Il se pencha à la fenêtre pour regarder les passants comme il aimait le faire pour se détendre. Juste à l’entrée de l’hôtel, sur le capot de la limousine qui attendait sans doute un client, le gros chat orange se prélassait en se pourléchant. Il décida de lui offrir un dernier dîner d’exception pour fêter leur rencontre.

 

Moins de dix minutes plus tard, il était en bas avec un filet de saumon cru dans un bol. La voiture avait disparu, et Béhémoth avec. Il l’appela en faisant « miaou miaou ». Le portier lui fit signe de regarder derrière lui. À environ vingt mètres, le chat l’observait. Il s’approcha de lui. Quand il le rejoignit, l’animal miaula brièvement puis se coucha sur le côté. Charles resta avec le récipient à la main et attendit. Le chat se releva, miaula de nouveau, puis retomba sur l’autre côté. Le spectacle méritait une récompense, songea-t-il, alors il posa le bol et s’accroupit. Le chat dévora le poisson tandis que Charles lui caressait la tête. Des gens s’arrêtèrent pour caresser à leur tour le chat gourmand. Ils demandèrent quelque chose à Charles, mais, comme ce dernier répondait en anglais, les gens caressaient encore un peu l’animal et s’en allaient.

Après que le chat eut dévoré en un temps record la copieuse portion de saumon, Charles le prit dans les bras et entreprit de chercher un banc pour fumer un cigare. Il retournait en direction de l’hôtel quand il vit Christa en sortir. Il fit d’instinct un pas de côté, reposa le chat au sol et le laissa partir. Ainsi, elle lui avait menti. Et d’après sa manière énergique de se déplacer, elle n’avait pas l’air malade. Il la suivit.

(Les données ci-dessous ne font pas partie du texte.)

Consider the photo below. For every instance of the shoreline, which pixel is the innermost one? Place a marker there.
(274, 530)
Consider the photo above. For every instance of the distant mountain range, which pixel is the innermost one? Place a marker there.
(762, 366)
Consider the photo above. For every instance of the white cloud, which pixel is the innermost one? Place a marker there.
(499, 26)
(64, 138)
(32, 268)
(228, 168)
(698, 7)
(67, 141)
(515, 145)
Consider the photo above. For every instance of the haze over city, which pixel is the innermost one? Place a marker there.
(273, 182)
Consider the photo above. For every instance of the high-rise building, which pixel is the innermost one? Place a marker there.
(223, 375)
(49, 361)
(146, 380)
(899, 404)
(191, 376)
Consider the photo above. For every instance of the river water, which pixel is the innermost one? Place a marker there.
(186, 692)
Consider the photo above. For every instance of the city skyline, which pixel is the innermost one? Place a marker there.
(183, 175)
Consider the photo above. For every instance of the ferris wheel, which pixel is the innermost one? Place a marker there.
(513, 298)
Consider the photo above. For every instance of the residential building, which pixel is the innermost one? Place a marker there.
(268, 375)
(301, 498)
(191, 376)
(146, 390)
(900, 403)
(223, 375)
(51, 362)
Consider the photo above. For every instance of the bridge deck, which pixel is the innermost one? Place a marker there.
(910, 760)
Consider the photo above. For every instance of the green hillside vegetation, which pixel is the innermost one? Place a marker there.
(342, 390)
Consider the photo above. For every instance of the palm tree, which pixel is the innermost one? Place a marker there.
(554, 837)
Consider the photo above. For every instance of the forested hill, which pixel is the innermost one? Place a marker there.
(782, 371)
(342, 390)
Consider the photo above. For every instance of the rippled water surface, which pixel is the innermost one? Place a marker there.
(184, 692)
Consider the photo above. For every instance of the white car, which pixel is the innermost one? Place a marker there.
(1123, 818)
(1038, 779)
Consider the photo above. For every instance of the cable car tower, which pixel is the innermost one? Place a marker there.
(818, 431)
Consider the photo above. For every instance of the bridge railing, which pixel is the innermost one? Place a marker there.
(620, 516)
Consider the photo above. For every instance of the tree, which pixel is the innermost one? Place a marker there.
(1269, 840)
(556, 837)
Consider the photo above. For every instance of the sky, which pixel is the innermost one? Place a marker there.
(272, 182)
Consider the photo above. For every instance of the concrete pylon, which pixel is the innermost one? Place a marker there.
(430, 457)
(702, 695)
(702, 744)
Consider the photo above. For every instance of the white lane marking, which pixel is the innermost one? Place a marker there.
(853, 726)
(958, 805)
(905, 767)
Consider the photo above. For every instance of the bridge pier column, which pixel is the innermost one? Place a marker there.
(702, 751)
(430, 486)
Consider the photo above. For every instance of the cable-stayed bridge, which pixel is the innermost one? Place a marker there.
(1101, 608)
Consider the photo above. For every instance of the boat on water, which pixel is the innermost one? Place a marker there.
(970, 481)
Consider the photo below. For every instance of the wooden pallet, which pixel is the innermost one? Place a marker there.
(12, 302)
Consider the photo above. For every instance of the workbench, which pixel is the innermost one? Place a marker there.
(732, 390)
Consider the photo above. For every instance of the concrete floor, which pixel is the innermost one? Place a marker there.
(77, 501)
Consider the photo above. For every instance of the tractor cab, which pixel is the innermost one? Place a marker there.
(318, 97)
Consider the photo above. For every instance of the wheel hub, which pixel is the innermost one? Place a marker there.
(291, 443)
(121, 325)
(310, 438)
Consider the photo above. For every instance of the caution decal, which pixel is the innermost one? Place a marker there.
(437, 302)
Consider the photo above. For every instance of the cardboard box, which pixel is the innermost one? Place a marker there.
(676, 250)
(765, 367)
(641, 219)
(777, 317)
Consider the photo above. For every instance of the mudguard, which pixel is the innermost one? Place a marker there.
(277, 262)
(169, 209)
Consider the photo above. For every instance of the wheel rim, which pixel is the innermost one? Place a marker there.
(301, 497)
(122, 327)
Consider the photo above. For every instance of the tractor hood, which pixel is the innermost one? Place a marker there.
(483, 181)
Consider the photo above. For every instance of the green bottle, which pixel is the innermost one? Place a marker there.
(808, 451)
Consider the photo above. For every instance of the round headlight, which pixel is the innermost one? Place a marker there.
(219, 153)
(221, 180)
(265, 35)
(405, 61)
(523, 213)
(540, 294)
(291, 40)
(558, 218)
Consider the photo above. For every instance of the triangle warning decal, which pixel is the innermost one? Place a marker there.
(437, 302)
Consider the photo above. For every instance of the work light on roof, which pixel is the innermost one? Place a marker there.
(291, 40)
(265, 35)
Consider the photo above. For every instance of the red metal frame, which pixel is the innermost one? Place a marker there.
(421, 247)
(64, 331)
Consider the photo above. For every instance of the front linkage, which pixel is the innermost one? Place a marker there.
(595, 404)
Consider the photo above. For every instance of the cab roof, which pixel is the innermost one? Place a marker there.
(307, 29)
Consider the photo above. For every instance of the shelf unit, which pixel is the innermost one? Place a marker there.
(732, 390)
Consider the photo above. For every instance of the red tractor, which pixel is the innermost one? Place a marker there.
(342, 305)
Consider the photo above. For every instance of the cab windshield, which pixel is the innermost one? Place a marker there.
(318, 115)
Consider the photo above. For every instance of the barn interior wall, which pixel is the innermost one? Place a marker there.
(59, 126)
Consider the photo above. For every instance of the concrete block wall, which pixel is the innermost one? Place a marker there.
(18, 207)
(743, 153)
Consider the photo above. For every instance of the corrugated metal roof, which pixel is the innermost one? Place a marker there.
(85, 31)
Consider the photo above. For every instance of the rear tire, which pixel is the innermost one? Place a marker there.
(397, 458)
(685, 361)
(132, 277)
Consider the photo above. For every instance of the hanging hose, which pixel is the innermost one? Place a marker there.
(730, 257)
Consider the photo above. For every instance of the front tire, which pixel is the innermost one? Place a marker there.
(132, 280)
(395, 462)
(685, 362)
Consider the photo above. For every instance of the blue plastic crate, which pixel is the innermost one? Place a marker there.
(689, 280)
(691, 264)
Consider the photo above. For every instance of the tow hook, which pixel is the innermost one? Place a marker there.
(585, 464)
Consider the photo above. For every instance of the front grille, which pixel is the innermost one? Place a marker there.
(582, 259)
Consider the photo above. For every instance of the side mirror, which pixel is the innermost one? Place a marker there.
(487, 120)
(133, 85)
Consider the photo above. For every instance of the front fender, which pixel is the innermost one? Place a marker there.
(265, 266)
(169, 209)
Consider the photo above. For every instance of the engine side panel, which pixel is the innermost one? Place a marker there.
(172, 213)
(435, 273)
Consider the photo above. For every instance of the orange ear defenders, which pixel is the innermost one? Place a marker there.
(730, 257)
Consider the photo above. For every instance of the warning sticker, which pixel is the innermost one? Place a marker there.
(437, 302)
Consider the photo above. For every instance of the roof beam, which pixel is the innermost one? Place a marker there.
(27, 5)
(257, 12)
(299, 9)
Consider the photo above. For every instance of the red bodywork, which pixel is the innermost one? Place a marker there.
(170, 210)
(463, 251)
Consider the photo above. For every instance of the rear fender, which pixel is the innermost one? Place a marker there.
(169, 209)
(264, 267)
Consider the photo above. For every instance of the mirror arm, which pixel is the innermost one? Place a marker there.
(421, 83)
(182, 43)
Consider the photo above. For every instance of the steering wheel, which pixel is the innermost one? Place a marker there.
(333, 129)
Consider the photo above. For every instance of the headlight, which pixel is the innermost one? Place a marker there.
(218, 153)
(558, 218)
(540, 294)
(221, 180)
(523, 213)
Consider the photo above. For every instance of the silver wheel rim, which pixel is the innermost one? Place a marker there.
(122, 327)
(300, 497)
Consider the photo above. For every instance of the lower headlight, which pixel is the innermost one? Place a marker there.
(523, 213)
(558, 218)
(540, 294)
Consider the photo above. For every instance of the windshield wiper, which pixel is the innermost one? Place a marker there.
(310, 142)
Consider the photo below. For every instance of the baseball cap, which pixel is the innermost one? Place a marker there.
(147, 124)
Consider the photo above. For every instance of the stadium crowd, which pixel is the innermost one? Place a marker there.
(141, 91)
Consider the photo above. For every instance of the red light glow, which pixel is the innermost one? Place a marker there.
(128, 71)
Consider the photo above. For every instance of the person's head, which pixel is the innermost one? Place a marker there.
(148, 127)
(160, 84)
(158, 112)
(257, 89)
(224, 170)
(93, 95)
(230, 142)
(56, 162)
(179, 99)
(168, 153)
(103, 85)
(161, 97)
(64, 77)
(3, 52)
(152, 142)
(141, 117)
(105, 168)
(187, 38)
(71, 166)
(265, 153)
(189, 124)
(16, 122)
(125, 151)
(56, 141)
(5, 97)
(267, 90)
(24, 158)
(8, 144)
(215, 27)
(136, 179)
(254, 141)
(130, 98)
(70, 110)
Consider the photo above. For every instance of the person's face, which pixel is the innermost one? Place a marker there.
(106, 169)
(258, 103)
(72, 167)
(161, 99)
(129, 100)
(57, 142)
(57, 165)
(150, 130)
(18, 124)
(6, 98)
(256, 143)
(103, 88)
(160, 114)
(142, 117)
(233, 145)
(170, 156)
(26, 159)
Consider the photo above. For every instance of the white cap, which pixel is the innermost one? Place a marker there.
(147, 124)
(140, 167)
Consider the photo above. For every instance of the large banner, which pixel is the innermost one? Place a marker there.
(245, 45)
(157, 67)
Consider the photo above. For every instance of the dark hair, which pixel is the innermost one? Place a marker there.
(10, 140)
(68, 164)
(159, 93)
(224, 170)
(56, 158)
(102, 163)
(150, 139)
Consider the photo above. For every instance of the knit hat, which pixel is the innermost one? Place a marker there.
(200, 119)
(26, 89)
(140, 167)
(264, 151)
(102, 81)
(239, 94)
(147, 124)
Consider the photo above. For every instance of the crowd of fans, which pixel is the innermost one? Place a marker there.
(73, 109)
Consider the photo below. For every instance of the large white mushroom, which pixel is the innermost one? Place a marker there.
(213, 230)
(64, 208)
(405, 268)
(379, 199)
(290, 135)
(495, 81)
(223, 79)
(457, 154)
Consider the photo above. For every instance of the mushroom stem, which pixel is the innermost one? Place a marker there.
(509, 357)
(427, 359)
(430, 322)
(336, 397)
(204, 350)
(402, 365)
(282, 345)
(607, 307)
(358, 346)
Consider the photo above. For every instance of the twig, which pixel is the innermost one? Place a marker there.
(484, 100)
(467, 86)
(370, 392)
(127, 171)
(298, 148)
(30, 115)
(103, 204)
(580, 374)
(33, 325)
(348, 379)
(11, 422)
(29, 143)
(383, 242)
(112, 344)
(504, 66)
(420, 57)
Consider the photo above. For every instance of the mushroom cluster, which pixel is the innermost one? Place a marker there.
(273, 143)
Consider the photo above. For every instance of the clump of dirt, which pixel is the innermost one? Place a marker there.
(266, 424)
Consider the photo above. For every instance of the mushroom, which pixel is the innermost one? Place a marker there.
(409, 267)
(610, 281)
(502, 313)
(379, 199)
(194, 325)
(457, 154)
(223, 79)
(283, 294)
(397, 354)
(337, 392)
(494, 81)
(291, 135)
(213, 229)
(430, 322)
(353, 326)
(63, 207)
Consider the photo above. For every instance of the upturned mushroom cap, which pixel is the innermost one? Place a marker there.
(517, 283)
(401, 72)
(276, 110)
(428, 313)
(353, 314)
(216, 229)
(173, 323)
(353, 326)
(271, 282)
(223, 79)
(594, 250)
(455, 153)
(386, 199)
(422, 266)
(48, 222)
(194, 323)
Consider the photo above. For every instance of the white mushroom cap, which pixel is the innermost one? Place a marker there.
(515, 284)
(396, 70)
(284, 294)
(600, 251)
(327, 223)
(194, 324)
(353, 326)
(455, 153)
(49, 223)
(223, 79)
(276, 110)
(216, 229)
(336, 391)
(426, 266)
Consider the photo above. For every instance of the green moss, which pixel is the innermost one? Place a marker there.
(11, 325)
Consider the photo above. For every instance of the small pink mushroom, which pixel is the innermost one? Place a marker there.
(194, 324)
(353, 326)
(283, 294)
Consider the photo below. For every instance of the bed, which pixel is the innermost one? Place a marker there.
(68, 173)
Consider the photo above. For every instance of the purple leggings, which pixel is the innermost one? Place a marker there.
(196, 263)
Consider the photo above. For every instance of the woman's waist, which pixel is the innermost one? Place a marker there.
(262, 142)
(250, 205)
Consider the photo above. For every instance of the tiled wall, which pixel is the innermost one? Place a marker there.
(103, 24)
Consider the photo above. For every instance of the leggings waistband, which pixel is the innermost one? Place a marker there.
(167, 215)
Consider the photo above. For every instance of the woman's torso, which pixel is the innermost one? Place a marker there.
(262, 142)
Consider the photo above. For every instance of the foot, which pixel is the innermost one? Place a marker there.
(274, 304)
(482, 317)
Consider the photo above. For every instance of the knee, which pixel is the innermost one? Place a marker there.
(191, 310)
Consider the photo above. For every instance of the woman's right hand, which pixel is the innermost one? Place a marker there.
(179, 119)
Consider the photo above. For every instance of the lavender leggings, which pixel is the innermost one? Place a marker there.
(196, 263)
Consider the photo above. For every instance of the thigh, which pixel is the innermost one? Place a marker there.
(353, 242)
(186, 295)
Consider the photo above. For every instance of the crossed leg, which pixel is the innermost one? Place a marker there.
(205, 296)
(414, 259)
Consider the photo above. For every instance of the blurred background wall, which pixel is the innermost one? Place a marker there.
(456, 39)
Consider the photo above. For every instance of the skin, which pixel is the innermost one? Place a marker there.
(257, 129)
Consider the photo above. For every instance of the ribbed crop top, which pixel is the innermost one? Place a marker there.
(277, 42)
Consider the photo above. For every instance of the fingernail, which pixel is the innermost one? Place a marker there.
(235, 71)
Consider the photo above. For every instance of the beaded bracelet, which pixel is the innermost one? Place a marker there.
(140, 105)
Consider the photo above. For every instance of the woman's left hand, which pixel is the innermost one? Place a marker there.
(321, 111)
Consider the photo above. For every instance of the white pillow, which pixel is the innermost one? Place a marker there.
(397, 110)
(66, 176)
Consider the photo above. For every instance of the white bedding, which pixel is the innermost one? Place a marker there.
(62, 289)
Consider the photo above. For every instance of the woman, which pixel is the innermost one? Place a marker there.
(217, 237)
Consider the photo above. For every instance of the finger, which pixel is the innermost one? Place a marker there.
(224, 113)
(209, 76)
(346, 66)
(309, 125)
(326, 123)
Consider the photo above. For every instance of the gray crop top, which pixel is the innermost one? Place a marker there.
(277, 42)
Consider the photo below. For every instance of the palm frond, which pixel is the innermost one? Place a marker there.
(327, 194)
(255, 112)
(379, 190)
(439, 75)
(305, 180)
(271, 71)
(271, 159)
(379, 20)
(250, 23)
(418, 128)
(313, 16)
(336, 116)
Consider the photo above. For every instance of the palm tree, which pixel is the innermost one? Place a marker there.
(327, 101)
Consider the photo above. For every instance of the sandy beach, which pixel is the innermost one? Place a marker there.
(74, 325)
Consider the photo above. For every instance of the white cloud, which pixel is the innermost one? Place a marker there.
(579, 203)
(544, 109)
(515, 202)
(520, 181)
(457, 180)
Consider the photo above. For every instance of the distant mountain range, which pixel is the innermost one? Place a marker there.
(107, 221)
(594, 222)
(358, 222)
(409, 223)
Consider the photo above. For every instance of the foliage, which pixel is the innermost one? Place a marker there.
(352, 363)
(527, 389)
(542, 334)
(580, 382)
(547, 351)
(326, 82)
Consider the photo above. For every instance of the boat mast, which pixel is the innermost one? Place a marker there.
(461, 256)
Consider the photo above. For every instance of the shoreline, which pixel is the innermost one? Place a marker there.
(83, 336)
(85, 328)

Ledvina, qui s’ennuyait à mourir dans sa voiture, maudissait l’entêtement qui lui avait fait refuser tout progrès technique et il pensa que la première chose qu’il ferait le lendemain serait de s’acheter un téléphone portable et une tablette. Si le premier imbécile était capable de se débrouiller avec, il n’y avait pas de raison qu’il n’y parvienne pas. Il avait observé la petite excursion de Werner. Il l’avait photographié à l’aide de l’appareil numérique qui remplaçait depuis quelques années son antiquité de Praktiker, qu’il avait fièrement utilisé pendant plus de quarante ans et auquel il n’aurait jamais renoncé, si les laboratoires n’avaient pas disparu l’un après l’autre et si les pellicules n’étaient pas devenues introuvables. Il avait ensuite vu Werner et Beata et il avait noté qu’elle lui avait transmis une grande enveloppe pour qu’il la passe à Charles. Il devait y avoir une raison hiérarchique ; le professeur était sans doute leur chef. Il ferait suivre ces clichés à Honza pour qu’il tente de les identifier. Ledvina n’avait rien manqué non plus de la petite aventure de Charles et du chat, puis il avait vu Christa sortir de l’hôtel et Charles se mettre à la suivre.

Il chaussa ses lunettes noires et vissa sur sa tête un béret, un de ceux que portent les ouvriers dans les films italiens des années 60, et démarra.